Sunday, December 04, 2011

After Multiculturalism

As we near the end of the semester, art history classes and textbooks everywhere are coming to naive and unproblematized multicultural crescendos.  One in particular (CDROM included!) conveniently afforded a reductio ad absurdum by claiming we have no right to judge Aztec rituals of human sacrifice, which were more humane (because of their speedy technique) than a religion centered on a crucifixion that lasted for hours. Such puerilities prompt the inevitable writing on the wall from Leslie Newbigin (literally: I projected this on the Wheaton wall last week).
It is only be being faithful participants in a supranational, multicultural family of churches that we can find the resources to be at the same time faithful sustainers and cherishes of our respective cultures and also faithful critics of them… There is good and bad in every culture… The criteria for making judgments between the one and the other cannot come from culture. That is the familiar error of cultural imperialism. There can only be criteria if God has in fact shown us what his will is. He has done so in Christ.
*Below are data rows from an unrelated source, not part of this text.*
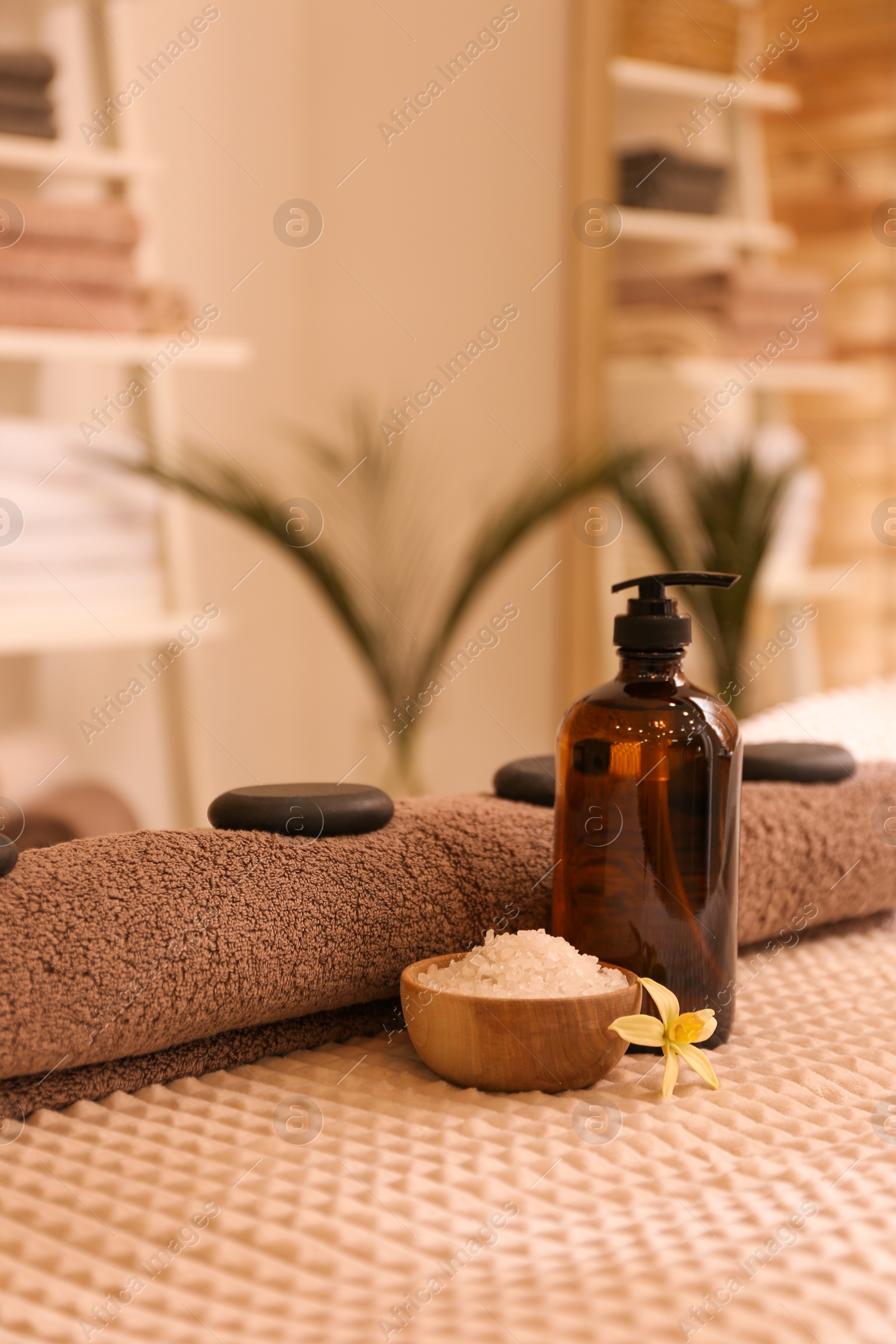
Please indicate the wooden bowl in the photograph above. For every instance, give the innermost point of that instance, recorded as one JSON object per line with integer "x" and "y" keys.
{"x": 515, "y": 1045}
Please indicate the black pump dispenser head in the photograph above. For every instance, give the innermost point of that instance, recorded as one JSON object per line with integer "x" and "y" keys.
{"x": 654, "y": 622}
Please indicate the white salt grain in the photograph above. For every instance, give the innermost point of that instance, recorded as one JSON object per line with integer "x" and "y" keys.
{"x": 524, "y": 965}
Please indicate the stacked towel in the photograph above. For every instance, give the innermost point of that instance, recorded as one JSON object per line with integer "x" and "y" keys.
{"x": 73, "y": 267}
{"x": 729, "y": 312}
{"x": 25, "y": 106}
{"x": 90, "y": 533}
{"x": 655, "y": 179}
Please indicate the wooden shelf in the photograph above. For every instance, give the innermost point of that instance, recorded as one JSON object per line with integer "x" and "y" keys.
{"x": 45, "y": 156}
{"x": 671, "y": 226}
{"x": 785, "y": 374}
{"x": 652, "y": 77}
{"x": 36, "y": 343}
{"x": 54, "y": 632}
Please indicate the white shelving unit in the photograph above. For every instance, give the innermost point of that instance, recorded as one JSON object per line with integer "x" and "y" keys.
{"x": 752, "y": 230}
{"x": 647, "y": 95}
{"x": 652, "y": 77}
{"x": 90, "y": 45}
{"x": 675, "y": 226}
{"x": 787, "y": 374}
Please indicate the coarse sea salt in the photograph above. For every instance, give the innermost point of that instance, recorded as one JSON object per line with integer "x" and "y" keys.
{"x": 530, "y": 964}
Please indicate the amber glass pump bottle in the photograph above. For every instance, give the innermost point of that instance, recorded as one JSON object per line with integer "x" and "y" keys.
{"x": 648, "y": 811}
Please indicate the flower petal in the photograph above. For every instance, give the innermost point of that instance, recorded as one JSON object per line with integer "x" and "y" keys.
{"x": 638, "y": 1030}
{"x": 710, "y": 1023}
{"x": 699, "y": 1063}
{"x": 671, "y": 1072}
{"x": 664, "y": 999}
{"x": 693, "y": 1026}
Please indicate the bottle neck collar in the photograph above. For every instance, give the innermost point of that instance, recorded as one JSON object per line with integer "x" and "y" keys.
{"x": 651, "y": 666}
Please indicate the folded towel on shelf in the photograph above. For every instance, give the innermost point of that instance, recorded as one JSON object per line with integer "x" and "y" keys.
{"x": 742, "y": 307}
{"x": 73, "y": 268}
{"x": 25, "y": 106}
{"x": 32, "y": 68}
{"x": 132, "y": 945}
{"x": 655, "y": 179}
{"x": 90, "y": 531}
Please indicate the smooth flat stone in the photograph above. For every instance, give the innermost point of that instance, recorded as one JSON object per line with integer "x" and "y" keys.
{"x": 799, "y": 763}
{"x": 530, "y": 780}
{"x": 302, "y": 810}
{"x": 8, "y": 857}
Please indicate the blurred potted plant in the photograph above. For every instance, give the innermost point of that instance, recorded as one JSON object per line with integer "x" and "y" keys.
{"x": 388, "y": 559}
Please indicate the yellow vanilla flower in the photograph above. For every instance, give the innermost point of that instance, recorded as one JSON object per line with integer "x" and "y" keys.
{"x": 676, "y": 1034}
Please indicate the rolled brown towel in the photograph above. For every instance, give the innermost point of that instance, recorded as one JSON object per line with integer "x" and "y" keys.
{"x": 172, "y": 951}
{"x": 130, "y": 944}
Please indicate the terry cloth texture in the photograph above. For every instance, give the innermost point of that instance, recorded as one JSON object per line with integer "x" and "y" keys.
{"x": 129, "y": 944}
{"x": 164, "y": 951}
{"x": 777, "y": 1194}
{"x": 246, "y": 1046}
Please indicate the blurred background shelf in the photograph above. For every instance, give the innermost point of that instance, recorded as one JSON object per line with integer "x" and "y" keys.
{"x": 793, "y": 375}
{"x": 66, "y": 159}
{"x": 668, "y": 226}
{"x": 36, "y": 343}
{"x": 655, "y": 77}
{"x": 55, "y": 633}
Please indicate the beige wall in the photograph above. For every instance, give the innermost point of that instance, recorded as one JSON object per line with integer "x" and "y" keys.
{"x": 441, "y": 227}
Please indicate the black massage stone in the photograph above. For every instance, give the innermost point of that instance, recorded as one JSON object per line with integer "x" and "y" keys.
{"x": 8, "y": 857}
{"x": 530, "y": 780}
{"x": 302, "y": 810}
{"x": 799, "y": 763}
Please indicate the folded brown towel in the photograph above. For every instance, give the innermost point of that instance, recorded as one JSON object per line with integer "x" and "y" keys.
{"x": 144, "y": 958}
{"x": 106, "y": 222}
If that is denied in the name of religious pluralism, then there is no valid criterion by which the positive and negative developments in human culture can be assessed.
Once upon a time such sentiments were academically unacceptable.  But as Newbigin's multicultural Indian context has expanded, his insights have been vindicated.  With the academic dethronement of secularism to the level of one perspective among others, frank admissions like Newbigin's are finally permitted.   The bland liquid fashionably labeled "other," comprised of diluted world religions, which was bottled and sold to captive student markets by the American professoriate, has expired.  Or to put it more pointedly, religious believers colonized by critical theory are politely asking their betters if they might be permitted to govern themselves. 

Consider, for example, torpedoes fired by feminist scholar Tina Beattie such as these:
When western secular scholars override [religious] concerns through their commitment to the 'outsider' approach to religious studies, they betray their own positioning within a dominant ideology of western secularism that marginalizes or silences religious ways of knowing...  One does not acquire a more truthful understanding of the transcendent Other by seeking to transcend religions, because if this Other is knowable at all then it is knowable only through its inscription in the religious stories people tell, which allow the unknowable Other to become the personal and intimate beloved of religious believers.
Why, asks Beattie, do secular feminist scholars of religion, for all their daring methodologies, nearly never mention prayer?  For Beattie, the solution is not Mary Daly's "elimination of both God and method," but "the relativization of method through the reincorporation of transcendence."  The boomerang of critique has returned to its academic wielders:
From the ivory towers of academia, feminists and gender theorists have become proficient at identifying - and often condemning - the patriarchal, hierarchical and authoritarian characteristics of religious institutions.  But compared with the hierarchies of academia, the world's religious institutions are flourishing and dynamic communities.
Not your grandmother's feminism, that. Critique must of course continue (and with Beattie, most certainly does).  But without the possibility of real, revealed religion, there simply is no multicultural vantage point from which to see.  In other words, the Guerilla Girls are back - but they now, like most of this world's women, believe in God.